One of the BIG E SBDs crashed in the area of the reef runway...probably covered up by the runway! Sigh. A B5N KATE which crashed aft of the USS Nevada in the first wave...in the area of the new bridge to Ford Island, is probably covered up too...by silt raised from that project.

Have you read "Torpedoing Pearl Harbor", Military History mag, Dec 2001? That details all forty B5Ns in that phase of the attack...every plane, every pilot name, every target hit IN order of hits, and every B5N crash location. Nine Japanese torpedo attack veterans, and two Japanese men involved with the technical aspects of the torpedo helped. That issue is now out of print.

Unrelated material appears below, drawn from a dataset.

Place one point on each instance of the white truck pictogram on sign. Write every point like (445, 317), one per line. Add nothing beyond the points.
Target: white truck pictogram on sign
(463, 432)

See it and other articles at: http://groups.msn.com/japanesemodelaircraft/technintelpearlharbor.msnw

Be aware, I share unrecovered crash site locations and crew IDs only with US Government JPAC/CILHI personnel and their Japanese counterparts.
Hope this helps,
Cheers,
David

Wed Jul 06, 2005 10:33 am

Was reading on Paul Freeman's site about Little-Known Airfields concerning the wreckage of an SBD that was dragged out of the brush on EWA MCAS in 1999. Any details on that?

Walt

Wed Jul 06, 2005 11:16 am

Aloha nui loa Rare,
This is not connected with Pearl's MIA/BNR airmen and not in the air that day...so I have 'no comment'. Anyone else know an answer for Bear's question?